The 40-Year Cycle of Cultural Change

The U.S. is due for another cultural revolution, led by the younger generations, perhaps including a fifth Great Awakening.

There seems to be a 40-year cycle of cultural change in American society. The classic exploration of generational types and cycles,The Fourth Turning, identified a four-generational, 80-year cycle of profound crisis and transformation:

1781 – end of the Revolution and establishment of the nation
1861 – Civil War
1941 – Global war and end of the Depression
2021 – end of the Savior State and debt-based “prosperity,” Peak Everything and geopolitical conflict over resources

In terms of cultural revolutions, these seem to sweep through every 40 years or so, a two-generational cycle within the longer cycle. It’s not an exact cycle, but consider these dates and eras:

1740: The First Great Awakening: The Protestant evangelical movement of the 1740s played a key role in the development of democratic concepts in the period of the American Revolution and helped foster a demand for the separation of church and state.

1776-1781: Revolutionary War, cultural shift away from the British Empire and toward an American identity.

1820: Second Great Awakening: sparks the rise of the Abolitionist movement which sets the cultural, social and spiritual stage for the Civil War.

1860: the Civil War

1890s: The Gay 90s, a period of American expansion and new freedoms of expression, clouded by the Panic of 1893 which sent the economy into a 6-year depression.

This era was the culmination of the Gilded Age, the industrialization of the U.S. economy between 1865 and 1900. By the beginning of the 20th century, per capita income and industrial production in the United States led the world, with per capita incomes double that of Germany or France, and 50% higher than Britain. Not coincidentally, the birth of the modern industrial labor union occurred around 1890.

1925-30: The Roaring Twenties, an era “marked by a general feeling of discontinuity associated with modernity and a break with traditions. Everything seemed to be feasible through modern technology. Formal decorative frills were shed in favor of practicality in both daily life and architecture. At the same time, jazz and dancing rose in popularity, and as such the period is also known as the Jazz Age.”

1967-1970: The Counterculture, which included the culmination of the Civil Rights Movement and the birth/expansion of the feminist movement, Eastern spirituality in the U.S., back-to-the-land self-sufficiency, rock music as a cultural force, the nonviolent anti-war movement, the anti-nuclear movement, experimentation with communal living and drugs, Futurist concepts, and a widespread expansion of freedom of self-expression and experimentation.
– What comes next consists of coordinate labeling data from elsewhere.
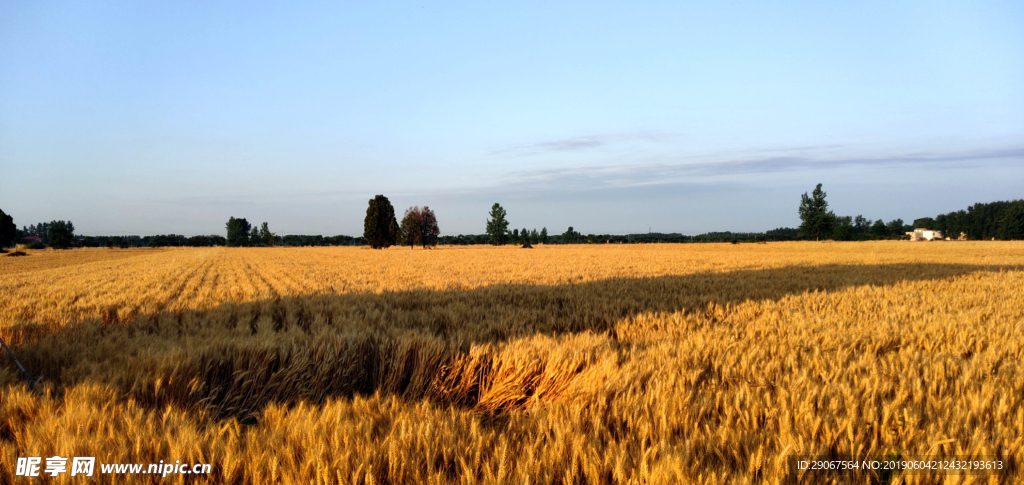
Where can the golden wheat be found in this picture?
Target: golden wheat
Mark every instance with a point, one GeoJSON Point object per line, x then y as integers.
{"type": "Point", "coordinates": [656, 363]}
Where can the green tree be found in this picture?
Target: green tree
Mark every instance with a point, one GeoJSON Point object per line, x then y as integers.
{"type": "Point", "coordinates": [265, 237]}
{"type": "Point", "coordinates": [238, 231]}
{"type": "Point", "coordinates": [8, 230]}
{"type": "Point", "coordinates": [817, 221]}
{"type": "Point", "coordinates": [570, 236]}
{"type": "Point", "coordinates": [61, 234]}
{"type": "Point", "coordinates": [1012, 226]}
{"type": "Point", "coordinates": [879, 229]}
{"type": "Point", "coordinates": [498, 226]}
{"type": "Point", "coordinates": [380, 227]}
{"type": "Point", "coordinates": [845, 230]}
{"type": "Point", "coordinates": [411, 227]}
{"type": "Point", "coordinates": [429, 232]}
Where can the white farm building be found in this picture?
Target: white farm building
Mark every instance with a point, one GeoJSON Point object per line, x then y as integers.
{"type": "Point", "coordinates": [925, 234]}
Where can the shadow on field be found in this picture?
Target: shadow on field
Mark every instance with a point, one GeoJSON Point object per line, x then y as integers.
{"type": "Point", "coordinates": [444, 345]}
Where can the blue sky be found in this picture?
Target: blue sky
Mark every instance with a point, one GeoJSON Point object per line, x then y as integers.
{"type": "Point", "coordinates": [171, 117]}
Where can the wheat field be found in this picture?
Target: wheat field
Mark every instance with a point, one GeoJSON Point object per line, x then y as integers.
{"type": "Point", "coordinates": [567, 364]}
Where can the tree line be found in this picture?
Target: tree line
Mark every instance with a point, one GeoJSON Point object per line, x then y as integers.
{"type": "Point", "coordinates": [998, 220]}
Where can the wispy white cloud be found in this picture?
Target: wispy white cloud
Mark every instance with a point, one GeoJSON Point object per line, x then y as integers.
{"type": "Point", "coordinates": [601, 177]}
{"type": "Point", "coordinates": [580, 143]}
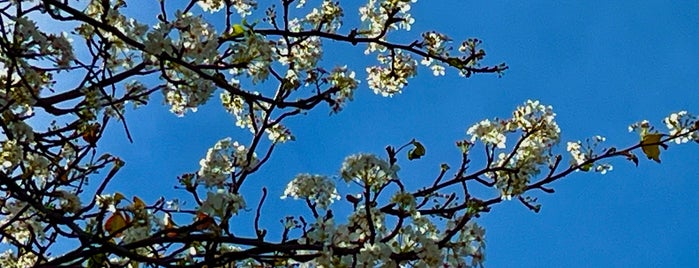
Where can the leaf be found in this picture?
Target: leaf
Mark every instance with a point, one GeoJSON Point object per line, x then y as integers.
{"type": "Point", "coordinates": [650, 146]}
{"type": "Point", "coordinates": [586, 167]}
{"type": "Point", "coordinates": [236, 31]}
{"type": "Point", "coordinates": [631, 157]}
{"type": "Point", "coordinates": [115, 223]}
{"type": "Point", "coordinates": [138, 204]}
{"type": "Point", "coordinates": [203, 221]}
{"type": "Point", "coordinates": [417, 151]}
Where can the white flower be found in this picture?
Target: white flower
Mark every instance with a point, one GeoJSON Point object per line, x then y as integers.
{"type": "Point", "coordinates": [368, 169]}
{"type": "Point", "coordinates": [218, 202]}
{"type": "Point", "coordinates": [316, 188]}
Many observers believe this ear also launched a Fourth Awakening as evangelical denominations expanded and “Jesus freaks” found religious inspiration outside mainline churches.

The book What the Dormouse Said: How the 60s Counterculture Shaped the Personal Computermakes a strong case that this era set the stage for the ultimate technological medium of experimentation and self-expression, the personal computer, which then led irresistably to the World Wide Web (all the foundational technologies of the Internet were in place by 1969–The first permanent ARPANET link was established on November 21, 1969, between UCLA and Stanford Research Institute.)

Which changed the world, of course. Those darn hippies!

1970 + 40 = 2010: That takes us to the present. Right now the nation is wallowing self-piteously in a fetid trough of denial and adolescent rage/magical thinking that the nation’s bogus, debt-based “prosperity” has crashed and cannot be restored, though Ben Bernanke and the clueless “leaders” the citizenry has fecklessly elected keep trying to glue Humpty Dumpty back back together again.

Unfortunately, all they’ve accomplished is to glue their own fingers together.

The “too big to fail” banks and Corporate Cartels effectively own the Federal machinery of governance, the Savior State’s fiefdoms are expanding their reach and power like uncontrollable cancers, and the “leadership”–mostly self-glorifying. grossly incompetent, self-absorbed, greedy Baby Boomers, but with a few equally clueless 40-somethings present just to prove that age is no protection against self-delusion and supreme greed– has resolved to surrender to the Financial Power Elites and State fiefdoms, and fiddle around with “extend and pretend” strategies until they can exit the stage with bulging bags of swag.

Their only goal is to not be the one blamed when the whole corrupt contraption finally collapses under its own weight. If there was ever a more pathetic, corrupt, cowardly and incompetent set of “leaders” in the nation’s history, they must have done their skimming during periods of relative prosperity. Now we need real leaders, not TV-ready simulacra spouting bloated slogans that contain the magic word “change.”

Gen X and Gen Y, this is your “lights, camera, action!” call, if not for political power, then for a cultural revolution. I for one am ready for a Fifth Awakening, a Cultural Revolution, and a restoration of self-rule and the real, non-financialized economy.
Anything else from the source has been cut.